By 1910 this painting belonged to the prominent collector William T. Evans, who probably purchased it from the artist’s estate. It was acquired by M. Knoedler & Co., New York, from the sale of works from Evans’s collection in 1913 for $900 and sold to the Cincinnati Art Museum Association in 1916 for $2,000.[9]
[1] Twachtman to John Alden Twachtman, ca. March 15, 1901.
[2] “They started for Banksville,” Port Chester Journal, March 21, 1901, p. 4. The article describes members and friends of the Hope Council No. 9, Daughters of America, who left Port Chester, New York, on Thursday, March 14, to pay a visit to the Victory Council, No. 15, located in Banksville, New York, which extends over the Connecticut border into Greenwich. When the group set out, the “sun shone brightly.” The article stated: “from the Toll Gate through Greenwich, the roads were in fair condition,” but from then it began to rain heavily. The group obtained permission to wait out the rain at the hall at Stanwich, in northern Greenwich, from where they intended to return home long before midnight. However, as noted in the article, “it started to snow quite hard, and before the time arrived to depart for home the ground was covered with nearly four inches of snow. The group returned at 2 in the morning, reaching Port Chester at 4:30 in the morning.
[3] Constructed probably in 1805 as a two-story modified saltbox and expanded in 1855 into an Italianate three-story “Railroad House” hotel, Toby’s Tavern has now been restored, with an exterior that matches its 1855–1935 appearance. An analysis of the site in preparation for its restoration can be found in David Scott Parker, Architects, “Historic Structures Report and Feasibility Study” (unpublished manuscript, 2013).
[4] Parker 2013, pp. 82–83.
[5] In 2000, architectural historian James Sexton produced a comprehensive study of the house, in which he determined the inaccuracy of earlier ideas about the structure’s evolution. James Sexton, “Bush-Holley House, Cos Cob, Connecticut: A Historic Structure Report” (unpublished manuscript, Greenwich Historical Society Library & Archives, 2000). Sexton’s research was the basis in 2015 for a continued study of the property, for its further preservation: David Scott Parker, “Findings & Suggestions: Based on the Bush-Holley House Historic American Buildings Survey Conducted December 2014–February 2015” (unpublished manuscript, 2015).
[6] Twachtman’s viewpoint is the result of an analysis in 2020 of historical material and the site itself by Greenwich Historical Society curator Maggie Dimock.
[7] Sexton 2000 indicates that it was probably between 1848 and 1882 that the roof of this section of the house was raised and three windows facing south were added.
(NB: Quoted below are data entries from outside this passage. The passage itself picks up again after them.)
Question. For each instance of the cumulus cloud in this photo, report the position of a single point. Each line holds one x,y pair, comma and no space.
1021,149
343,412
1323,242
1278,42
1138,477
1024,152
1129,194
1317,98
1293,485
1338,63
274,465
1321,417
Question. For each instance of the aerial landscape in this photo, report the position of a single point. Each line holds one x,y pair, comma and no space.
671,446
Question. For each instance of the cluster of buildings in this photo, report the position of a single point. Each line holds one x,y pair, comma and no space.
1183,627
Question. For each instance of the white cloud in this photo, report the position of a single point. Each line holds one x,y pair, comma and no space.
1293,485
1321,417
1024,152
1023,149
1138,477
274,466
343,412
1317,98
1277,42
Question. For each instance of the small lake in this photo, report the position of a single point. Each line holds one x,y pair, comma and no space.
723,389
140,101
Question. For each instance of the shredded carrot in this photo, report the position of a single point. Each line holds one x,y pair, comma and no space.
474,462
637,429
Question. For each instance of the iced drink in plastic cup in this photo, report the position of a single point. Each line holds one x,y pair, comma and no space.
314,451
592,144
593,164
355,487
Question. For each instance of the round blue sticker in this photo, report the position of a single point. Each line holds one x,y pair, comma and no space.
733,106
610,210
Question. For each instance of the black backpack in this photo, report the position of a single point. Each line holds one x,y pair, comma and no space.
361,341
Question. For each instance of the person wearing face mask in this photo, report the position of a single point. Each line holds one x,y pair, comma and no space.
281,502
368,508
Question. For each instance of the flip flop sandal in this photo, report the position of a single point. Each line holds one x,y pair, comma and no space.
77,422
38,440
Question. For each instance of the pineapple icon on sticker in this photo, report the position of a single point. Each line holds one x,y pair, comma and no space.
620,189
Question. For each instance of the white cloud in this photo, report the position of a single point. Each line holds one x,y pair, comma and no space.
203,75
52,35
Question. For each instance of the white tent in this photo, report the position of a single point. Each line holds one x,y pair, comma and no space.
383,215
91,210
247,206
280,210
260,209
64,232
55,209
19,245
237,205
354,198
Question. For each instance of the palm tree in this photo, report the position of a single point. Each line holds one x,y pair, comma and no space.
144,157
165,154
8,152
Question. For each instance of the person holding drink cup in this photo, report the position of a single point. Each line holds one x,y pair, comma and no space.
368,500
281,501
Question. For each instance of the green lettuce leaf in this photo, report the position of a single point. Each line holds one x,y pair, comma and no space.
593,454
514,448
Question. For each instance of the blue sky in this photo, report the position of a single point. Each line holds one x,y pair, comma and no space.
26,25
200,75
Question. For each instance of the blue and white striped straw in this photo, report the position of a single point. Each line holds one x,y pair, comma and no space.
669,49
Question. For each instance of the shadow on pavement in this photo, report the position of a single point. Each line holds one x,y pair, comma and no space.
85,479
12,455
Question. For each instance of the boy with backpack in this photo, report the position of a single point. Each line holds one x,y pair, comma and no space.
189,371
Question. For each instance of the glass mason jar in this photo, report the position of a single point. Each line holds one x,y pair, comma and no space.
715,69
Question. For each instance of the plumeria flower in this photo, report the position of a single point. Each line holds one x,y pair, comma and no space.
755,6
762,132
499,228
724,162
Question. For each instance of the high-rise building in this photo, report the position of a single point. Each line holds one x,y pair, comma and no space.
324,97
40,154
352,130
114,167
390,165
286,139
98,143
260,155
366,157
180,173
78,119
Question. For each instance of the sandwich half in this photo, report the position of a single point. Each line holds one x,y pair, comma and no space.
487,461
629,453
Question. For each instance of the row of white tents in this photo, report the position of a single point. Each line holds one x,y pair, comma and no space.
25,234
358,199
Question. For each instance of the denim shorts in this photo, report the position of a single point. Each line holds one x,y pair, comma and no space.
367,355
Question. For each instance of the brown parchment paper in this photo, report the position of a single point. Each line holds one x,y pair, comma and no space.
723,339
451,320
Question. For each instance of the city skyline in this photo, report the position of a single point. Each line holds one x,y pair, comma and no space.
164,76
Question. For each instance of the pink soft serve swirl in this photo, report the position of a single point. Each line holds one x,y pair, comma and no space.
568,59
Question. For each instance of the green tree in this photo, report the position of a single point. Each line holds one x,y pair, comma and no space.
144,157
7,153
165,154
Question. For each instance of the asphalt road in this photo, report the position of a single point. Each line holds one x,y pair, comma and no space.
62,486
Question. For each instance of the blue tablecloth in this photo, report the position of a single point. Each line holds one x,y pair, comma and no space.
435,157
[8] Larkin 2001–I, p. 130.
[9] Knoedler Book 6, stock no. 13157, p. 60, row 45. Knoedler Dealer Stock Books, Getty Research Institute.
From Larkin 2001–I
An impression of steadfast endurance permeates Twachtman’s Old Holley House (fig. 63). Twachtman honored the past in a boldly modern composition. He chose a viewpoint that emphasized the structure’s age by revealing its saltbox construction, then reduced the traditional architecture to a set of cubes, rectangles, and triangles. Cropping the two-story front porches that were nineteenth-century additions, he extended the building's solid geometry from edge to edge of the canvas. The square format reinforces the sense of equilibrium conveyed by the calm blue-violet palette, which unites the house with the earth and sky. The slender sapling in the right foreground is a metaphor of youth in contrast with the aged building, whose arboreal emblem might be the evergreen that cushions its strong horizontals. Snow suggests the winter of life, the end of a cycle. For Twachtman, the old house inspires introspection on time and change [p. 110].